A well-recognised tool for the quality assessment of RCTs was used to evaluate trials; most trials were found to be of high quality. Limited trial details were provided, which made it hard to judge the generalisability of trials and the appropriateness of statistical synthesis. The authors did not clearly state whether the mean differences were standardised or weighted. It was unclear what effect this, and the assumption that mean and median results were equivalent, had on the results. Confidence intervals were wide for some outcomes.

The review was carried out to a reasonable standard, but given the limited number of trials, wide confidence intervals and difficulty in judging the appropriateness of the statistical synthesis, the authors’ conclusions should be interpreted with caution.

Implications of the review for practice and research

Implications for practice: The authors stated that the optimal dose and type of local anaesthetic/additives used and the optimal technique to establish a sufficient and reliable paravertebral blocks for breast surgery had not yet been clarified. They suggested that a catheter paravertebral block combined with general anaesthetic may provide the most effective perioperative analgesia for breast surgery, but that further studies were needed.

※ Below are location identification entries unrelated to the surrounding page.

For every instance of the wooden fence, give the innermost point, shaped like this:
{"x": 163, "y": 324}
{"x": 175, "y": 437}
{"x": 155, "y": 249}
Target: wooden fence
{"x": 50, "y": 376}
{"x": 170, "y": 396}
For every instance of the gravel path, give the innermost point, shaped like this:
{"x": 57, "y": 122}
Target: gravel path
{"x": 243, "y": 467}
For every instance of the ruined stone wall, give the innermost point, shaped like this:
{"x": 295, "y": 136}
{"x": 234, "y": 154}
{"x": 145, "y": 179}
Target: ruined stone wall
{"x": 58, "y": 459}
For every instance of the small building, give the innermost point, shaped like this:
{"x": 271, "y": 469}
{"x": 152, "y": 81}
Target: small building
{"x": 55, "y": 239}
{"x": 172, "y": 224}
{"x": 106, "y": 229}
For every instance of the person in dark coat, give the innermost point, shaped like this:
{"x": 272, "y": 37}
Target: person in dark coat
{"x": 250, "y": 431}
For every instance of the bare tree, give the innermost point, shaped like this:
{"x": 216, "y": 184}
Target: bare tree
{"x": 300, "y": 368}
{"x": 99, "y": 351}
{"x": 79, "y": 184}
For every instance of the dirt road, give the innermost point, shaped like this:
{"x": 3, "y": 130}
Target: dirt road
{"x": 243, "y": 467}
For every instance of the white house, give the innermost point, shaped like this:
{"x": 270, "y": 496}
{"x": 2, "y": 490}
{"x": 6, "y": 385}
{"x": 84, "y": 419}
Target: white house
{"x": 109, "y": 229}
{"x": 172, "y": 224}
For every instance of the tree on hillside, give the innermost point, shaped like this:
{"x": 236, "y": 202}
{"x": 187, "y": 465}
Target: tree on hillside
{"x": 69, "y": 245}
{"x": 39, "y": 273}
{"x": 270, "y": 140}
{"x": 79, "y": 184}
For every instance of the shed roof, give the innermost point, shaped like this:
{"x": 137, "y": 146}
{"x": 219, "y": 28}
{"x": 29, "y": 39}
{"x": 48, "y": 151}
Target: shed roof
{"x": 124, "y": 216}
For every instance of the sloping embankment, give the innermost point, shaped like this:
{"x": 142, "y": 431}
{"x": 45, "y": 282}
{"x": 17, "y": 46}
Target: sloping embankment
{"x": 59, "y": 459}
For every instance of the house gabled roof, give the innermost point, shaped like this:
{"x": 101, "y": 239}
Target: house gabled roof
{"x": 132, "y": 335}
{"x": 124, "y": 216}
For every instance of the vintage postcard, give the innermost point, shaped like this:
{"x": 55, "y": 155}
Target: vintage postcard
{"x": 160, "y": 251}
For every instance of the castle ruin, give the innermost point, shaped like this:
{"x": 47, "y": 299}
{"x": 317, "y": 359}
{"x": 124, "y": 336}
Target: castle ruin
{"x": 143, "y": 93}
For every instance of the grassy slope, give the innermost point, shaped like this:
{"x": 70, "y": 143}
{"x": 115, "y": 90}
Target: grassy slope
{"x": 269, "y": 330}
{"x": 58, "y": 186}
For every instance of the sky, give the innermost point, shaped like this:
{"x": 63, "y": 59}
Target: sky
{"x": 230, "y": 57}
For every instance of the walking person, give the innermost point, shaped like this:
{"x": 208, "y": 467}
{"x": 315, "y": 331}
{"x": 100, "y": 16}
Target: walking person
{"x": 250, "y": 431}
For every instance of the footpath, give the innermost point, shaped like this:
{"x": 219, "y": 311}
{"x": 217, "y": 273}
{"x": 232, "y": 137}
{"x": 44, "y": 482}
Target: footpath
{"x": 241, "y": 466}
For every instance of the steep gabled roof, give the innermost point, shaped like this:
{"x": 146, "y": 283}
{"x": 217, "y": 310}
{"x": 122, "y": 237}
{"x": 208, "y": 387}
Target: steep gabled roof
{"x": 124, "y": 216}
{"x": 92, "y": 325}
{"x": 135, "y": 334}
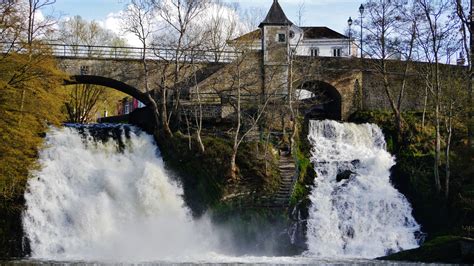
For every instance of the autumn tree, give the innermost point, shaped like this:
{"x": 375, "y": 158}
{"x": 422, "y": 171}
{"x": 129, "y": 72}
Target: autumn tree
{"x": 390, "y": 28}
{"x": 139, "y": 20}
{"x": 437, "y": 41}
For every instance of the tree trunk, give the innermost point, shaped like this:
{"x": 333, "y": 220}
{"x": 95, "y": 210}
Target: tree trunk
{"x": 471, "y": 85}
{"x": 438, "y": 128}
{"x": 22, "y": 106}
{"x": 449, "y": 129}
{"x": 233, "y": 165}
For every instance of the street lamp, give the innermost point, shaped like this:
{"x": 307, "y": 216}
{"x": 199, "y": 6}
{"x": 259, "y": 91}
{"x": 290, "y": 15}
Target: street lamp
{"x": 349, "y": 22}
{"x": 361, "y": 11}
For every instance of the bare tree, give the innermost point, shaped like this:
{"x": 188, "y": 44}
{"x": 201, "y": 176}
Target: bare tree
{"x": 9, "y": 31}
{"x": 139, "y": 20}
{"x": 463, "y": 9}
{"x": 220, "y": 27}
{"x": 178, "y": 16}
{"x": 36, "y": 27}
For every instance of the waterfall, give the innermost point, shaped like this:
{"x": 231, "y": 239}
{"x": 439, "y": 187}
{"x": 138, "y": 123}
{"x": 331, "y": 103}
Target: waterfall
{"x": 103, "y": 194}
{"x": 355, "y": 211}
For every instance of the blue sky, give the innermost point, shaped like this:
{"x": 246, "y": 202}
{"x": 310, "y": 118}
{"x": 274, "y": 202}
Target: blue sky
{"x": 331, "y": 13}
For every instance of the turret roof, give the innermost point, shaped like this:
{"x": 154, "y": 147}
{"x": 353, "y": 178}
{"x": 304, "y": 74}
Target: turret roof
{"x": 276, "y": 16}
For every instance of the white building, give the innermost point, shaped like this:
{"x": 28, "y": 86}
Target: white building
{"x": 305, "y": 41}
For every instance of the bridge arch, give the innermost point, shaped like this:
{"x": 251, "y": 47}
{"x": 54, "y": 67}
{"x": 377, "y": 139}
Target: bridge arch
{"x": 110, "y": 83}
{"x": 320, "y": 100}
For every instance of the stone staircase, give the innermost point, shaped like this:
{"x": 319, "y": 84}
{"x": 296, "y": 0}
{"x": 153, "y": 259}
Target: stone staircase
{"x": 287, "y": 172}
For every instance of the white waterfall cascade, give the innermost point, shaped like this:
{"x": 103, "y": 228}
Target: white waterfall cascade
{"x": 363, "y": 216}
{"x": 92, "y": 200}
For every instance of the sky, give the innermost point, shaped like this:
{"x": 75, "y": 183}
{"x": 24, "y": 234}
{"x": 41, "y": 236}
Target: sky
{"x": 331, "y": 13}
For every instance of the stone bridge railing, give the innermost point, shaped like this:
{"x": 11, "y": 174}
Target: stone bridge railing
{"x": 132, "y": 53}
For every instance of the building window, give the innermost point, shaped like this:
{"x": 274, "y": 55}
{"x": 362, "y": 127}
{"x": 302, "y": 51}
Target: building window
{"x": 281, "y": 37}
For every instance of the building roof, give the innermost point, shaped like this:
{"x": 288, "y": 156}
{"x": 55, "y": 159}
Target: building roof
{"x": 321, "y": 33}
{"x": 275, "y": 16}
{"x": 309, "y": 33}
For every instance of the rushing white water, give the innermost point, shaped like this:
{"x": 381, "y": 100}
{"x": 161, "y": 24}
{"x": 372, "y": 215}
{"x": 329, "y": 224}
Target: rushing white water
{"x": 363, "y": 216}
{"x": 95, "y": 200}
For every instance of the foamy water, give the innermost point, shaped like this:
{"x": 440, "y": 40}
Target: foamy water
{"x": 91, "y": 201}
{"x": 364, "y": 216}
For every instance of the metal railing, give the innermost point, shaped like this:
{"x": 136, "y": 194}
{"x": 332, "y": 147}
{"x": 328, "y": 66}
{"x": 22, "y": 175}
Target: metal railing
{"x": 132, "y": 53}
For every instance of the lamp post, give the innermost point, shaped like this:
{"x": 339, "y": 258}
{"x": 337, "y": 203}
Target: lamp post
{"x": 361, "y": 11}
{"x": 349, "y": 22}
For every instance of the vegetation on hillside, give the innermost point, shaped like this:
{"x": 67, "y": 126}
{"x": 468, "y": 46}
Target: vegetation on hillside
{"x": 30, "y": 101}
{"x": 413, "y": 174}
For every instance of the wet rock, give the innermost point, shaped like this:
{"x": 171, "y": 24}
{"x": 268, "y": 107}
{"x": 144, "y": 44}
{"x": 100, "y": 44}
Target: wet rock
{"x": 344, "y": 175}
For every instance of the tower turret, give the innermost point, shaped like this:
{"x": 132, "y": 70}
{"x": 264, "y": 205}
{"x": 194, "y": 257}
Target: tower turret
{"x": 276, "y": 49}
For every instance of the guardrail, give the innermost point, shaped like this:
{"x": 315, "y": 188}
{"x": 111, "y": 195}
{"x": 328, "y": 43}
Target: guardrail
{"x": 132, "y": 53}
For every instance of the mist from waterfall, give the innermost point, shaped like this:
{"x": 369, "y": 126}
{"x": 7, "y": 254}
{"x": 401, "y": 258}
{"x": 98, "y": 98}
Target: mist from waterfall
{"x": 362, "y": 215}
{"x": 109, "y": 199}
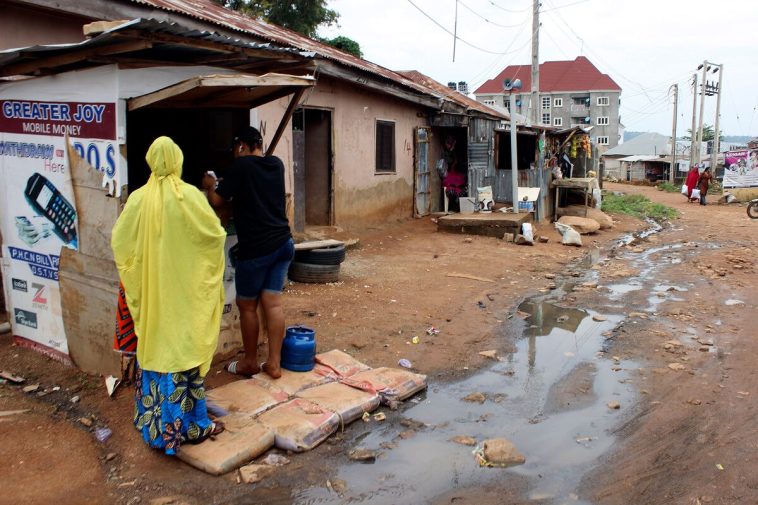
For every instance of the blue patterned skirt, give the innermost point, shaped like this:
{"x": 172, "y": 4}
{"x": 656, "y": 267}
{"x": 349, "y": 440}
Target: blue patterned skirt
{"x": 170, "y": 408}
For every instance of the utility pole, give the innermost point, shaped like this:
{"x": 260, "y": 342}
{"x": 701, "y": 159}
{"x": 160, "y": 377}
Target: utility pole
{"x": 716, "y": 146}
{"x": 536, "y": 106}
{"x": 693, "y": 159}
{"x": 455, "y": 29}
{"x": 702, "y": 113}
{"x": 673, "y": 136}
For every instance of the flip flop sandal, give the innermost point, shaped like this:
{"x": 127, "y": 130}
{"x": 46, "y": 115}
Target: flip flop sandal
{"x": 218, "y": 428}
{"x": 232, "y": 369}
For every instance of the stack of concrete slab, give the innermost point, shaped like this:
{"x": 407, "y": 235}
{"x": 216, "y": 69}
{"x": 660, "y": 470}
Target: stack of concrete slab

Implications for research: The authors stated that further studies to assess the optimal risk-benefit ratio for the different paravertebral block techniques were needed. Larger studies were needed to investigate a possible preventative role of paravertebral blocks on the incidence of chronic postoperative pain after breast surgery. Studies were also needed to compare the rate of failure and incidence of adverse events of an ultrasound guided paravertebral blocks with other approaches including nerve stimulation and loss of resistance technique. Further studies should investigate whether the combination of general anaesthetic with a continuous local anaesthetic wound infusion provide comparable effects in the postoperative period compared with a catheter paravertebral block.

Funding

University Hospital of Munster, Department of Anaesthesiology and Intensive Care, Germany; University Hospital of Wurzburg, Department of Anaesthesiology and Intensive Care, Germany

Bibliographic details

Schnabel A, Reichl SU, Kranke P, Pogatzki-Zahn EM, Zahn PK. Efficacy and safety of paravertebral blocks in breast surgery: a meta-analysis of randomized controlled trials. British Journal of Anaesthesia 2010; 105(6): 842-852. [PubMed: 20947592]

Indexing Status

Subject indexing assigned by NLM

MeSH

Analgesics, Opioid /administration & dosage; Anesthesia, General; Drug Administration Schedule; Female; Humans; Mastectomy /adverse effects; Nerve Block /adverse effects /methods; Pain Measurement /methods; Pain, Postoperative /etiology /prevention & control; Randomized Controlled Trials as Topic; Treatment Outcome

AccessionNumber

12011000085

Database entry date

05/03/2012

Record Status

This is a critical abstract of a systematic review that meets the criteria for inclusion on DARE. Each critical abstract contains a brief summary of the review methods, results and conclusions followed by a detailed critical assessment on the reliability of the review and the conclusions drawn.

CRD has determined that this article meets the DARE scientific quality criteria for a systematic review.